Different from NoiseTraj in this paper that focuses solely on position-based noise, these prior works consider the comprehensive impact of tracking-related issues on prediction, For instance, paper [a] provides an analysis of how various tracking problems (including noisy tracks, missed detections, spurious tracks, and ID switches) affect trajectory prediction performance. NoiseTraj could serve as a trajectory smoothing component, similar to how the Holt-Winters method is employed in [a].

  1. Due to the strong coupling between tracking and prediction, addressing prediction upon noisy observations requires considering both tracking and prediction. However, this paper only focuses on prediction without considering tracking. Artificially adding noise to clear observations creates an artificial problem setting. Moreover, the evaluation metrics cannot simply adopt ADE and FDE from prediction upon clean observations. Since observed trajectories might be incorrect (rather than just having inaccurate positions), evaluation metrics need to consider both tracking and prediction. For example, ADE-over-recall curves are used in [a]&[e].

[e] Weng, Xinshuo, et al. "Inverting the pose forecasting pipeline with SPF2: Sequential pointcloud forecasting for sequential pose forecasting." Conference on robot learning. PMLR, 2021.

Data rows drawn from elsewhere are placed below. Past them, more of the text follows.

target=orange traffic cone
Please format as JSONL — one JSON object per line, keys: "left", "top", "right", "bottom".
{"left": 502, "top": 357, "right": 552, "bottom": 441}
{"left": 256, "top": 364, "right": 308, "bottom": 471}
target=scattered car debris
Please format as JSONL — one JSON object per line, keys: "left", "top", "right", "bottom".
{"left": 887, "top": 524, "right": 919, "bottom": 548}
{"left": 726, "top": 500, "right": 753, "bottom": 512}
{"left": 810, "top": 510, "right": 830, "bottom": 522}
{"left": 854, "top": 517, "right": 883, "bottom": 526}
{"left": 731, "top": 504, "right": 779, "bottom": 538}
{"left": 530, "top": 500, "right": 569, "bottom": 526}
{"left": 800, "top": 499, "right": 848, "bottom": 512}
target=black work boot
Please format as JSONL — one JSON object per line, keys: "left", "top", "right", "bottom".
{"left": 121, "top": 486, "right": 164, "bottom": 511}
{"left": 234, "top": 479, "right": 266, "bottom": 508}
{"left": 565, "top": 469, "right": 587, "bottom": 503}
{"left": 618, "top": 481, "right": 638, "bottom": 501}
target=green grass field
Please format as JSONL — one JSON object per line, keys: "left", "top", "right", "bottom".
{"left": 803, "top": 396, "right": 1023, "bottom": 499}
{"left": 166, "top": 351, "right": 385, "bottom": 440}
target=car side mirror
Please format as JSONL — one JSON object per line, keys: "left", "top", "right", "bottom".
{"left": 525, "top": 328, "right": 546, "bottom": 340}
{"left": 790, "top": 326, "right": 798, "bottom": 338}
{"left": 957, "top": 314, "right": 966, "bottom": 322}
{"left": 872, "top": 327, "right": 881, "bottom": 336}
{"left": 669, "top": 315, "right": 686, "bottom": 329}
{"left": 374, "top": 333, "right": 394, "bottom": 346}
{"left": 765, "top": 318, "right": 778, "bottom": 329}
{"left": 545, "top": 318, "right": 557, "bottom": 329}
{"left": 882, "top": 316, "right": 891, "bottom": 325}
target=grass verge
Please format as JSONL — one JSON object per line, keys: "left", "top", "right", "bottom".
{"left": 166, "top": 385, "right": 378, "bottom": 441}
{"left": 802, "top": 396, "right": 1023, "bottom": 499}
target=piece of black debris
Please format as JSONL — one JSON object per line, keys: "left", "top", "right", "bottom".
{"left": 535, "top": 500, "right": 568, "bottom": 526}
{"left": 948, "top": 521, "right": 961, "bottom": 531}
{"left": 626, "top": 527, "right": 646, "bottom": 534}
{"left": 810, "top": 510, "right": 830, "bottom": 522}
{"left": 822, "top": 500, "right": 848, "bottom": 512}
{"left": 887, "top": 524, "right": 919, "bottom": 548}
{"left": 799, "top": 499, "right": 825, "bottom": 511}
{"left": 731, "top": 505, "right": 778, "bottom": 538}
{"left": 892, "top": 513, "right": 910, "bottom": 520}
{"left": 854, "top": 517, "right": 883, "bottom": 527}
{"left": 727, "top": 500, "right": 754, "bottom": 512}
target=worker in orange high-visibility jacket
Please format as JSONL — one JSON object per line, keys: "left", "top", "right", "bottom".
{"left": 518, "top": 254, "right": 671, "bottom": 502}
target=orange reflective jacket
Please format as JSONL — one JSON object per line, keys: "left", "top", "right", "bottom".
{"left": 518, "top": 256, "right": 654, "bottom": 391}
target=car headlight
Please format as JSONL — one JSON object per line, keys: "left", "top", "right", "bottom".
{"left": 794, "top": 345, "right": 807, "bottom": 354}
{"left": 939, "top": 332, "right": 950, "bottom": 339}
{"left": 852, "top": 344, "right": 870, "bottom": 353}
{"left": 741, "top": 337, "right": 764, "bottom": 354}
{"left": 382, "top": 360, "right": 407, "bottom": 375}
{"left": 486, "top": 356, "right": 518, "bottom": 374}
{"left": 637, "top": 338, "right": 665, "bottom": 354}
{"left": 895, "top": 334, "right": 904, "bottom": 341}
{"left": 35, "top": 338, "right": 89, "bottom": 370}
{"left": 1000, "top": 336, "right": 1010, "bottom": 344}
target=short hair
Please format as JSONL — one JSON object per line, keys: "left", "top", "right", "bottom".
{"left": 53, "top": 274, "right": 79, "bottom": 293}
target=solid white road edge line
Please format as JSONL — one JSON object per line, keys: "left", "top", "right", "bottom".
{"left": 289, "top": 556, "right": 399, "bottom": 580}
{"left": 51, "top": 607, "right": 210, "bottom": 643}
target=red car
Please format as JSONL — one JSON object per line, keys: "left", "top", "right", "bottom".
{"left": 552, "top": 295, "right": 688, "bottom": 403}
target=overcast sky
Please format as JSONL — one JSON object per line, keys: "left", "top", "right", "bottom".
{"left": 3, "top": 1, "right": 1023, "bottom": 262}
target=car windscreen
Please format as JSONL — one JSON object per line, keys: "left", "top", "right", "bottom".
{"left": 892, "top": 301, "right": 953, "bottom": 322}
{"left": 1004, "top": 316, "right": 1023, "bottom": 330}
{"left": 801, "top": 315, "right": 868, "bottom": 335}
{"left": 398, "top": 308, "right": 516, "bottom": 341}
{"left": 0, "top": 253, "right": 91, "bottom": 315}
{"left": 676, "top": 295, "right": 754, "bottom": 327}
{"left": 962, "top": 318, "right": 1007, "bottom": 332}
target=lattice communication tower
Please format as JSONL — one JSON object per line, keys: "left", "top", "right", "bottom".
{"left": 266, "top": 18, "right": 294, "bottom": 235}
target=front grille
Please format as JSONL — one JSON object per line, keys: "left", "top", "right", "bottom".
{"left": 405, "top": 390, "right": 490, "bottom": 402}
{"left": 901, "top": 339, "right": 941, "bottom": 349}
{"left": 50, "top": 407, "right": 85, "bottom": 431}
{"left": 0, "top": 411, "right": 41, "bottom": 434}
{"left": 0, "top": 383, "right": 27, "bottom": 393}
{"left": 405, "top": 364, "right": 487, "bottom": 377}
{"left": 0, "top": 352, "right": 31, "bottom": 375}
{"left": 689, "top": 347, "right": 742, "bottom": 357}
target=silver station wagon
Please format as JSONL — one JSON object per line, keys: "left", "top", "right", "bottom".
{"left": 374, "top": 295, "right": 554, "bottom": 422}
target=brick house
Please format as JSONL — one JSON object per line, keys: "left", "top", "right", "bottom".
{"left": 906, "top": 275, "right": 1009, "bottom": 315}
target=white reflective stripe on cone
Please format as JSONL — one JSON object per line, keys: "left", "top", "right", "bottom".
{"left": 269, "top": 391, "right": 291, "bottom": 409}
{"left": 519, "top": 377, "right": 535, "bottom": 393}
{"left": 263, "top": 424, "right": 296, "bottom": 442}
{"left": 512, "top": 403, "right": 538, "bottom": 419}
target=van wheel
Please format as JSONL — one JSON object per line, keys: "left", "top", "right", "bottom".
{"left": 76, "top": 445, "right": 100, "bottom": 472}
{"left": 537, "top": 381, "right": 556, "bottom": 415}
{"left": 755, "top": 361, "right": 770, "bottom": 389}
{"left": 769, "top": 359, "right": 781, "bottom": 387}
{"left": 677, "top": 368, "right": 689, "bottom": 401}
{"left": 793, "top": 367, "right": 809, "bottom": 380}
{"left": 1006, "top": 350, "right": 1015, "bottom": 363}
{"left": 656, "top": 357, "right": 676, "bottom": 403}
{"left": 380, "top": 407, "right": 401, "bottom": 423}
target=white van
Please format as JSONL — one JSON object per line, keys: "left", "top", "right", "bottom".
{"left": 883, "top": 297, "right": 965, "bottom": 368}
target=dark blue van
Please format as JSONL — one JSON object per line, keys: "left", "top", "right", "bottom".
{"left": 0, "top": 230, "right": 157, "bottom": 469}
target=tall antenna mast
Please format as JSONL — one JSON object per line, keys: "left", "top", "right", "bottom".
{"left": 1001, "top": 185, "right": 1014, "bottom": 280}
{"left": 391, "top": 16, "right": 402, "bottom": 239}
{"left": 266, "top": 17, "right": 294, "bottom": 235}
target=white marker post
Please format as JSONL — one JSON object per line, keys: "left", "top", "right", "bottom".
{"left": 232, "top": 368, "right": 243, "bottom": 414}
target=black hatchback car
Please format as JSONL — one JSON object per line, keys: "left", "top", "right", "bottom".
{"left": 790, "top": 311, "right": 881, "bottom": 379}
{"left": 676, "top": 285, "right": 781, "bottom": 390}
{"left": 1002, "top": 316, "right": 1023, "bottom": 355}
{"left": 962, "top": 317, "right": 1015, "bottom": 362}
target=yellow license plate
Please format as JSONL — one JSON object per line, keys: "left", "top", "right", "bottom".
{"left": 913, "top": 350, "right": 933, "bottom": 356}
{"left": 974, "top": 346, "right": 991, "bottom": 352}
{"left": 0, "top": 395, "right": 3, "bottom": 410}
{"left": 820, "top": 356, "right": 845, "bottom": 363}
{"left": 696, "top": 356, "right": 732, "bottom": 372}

  1. Figure 3 demonstrates that artificially noisy trajectories do not match the patterns of real-world noisy tracklets. The offset in the noisy (blue) trajectory exceeds several person-distances. In practical tracking associations, these points would never be associated with the same trajectory. For reference on normal noise patterns, see Fig. 5 in [a] (IROS'21).

  2. In Section 4.2, the noise added to the SDD dataset is measured in meters, while the evaluation is in pixels. These experimental details need clarification.

  3. Expression issues: a) Line 360: "blue" arrow should refer to the "green" arrow in Figure 2? b) Line 451: "Kalman" should refer to "Wavelet"?

问题

To address the identified weaknesses, the following suggestions are provided:

  1. Discuss how the proposed method could be extended to handle realistic noise or error scenarios, such as false positives/negatives and association errors.
  2. Provide a comparison of the proposed method with prior works.

To further improve the paper, the following suggestions are provided:

  1. Conduct additional experiments using realistic noise/error data instead of synthetic noise.
  2. Clarify the scope of the proposed method and discuss its limitations in real-world scenarios.
  3. Explore potential ways to incorporate NoiseTraj with prior works.
  4. Discuss how the proposed method could be integrated with or extended to include tracking components in the future.
撤稿通知

I have read and agree with the venue's withdrawal policy on behalf of myself and my co-authors.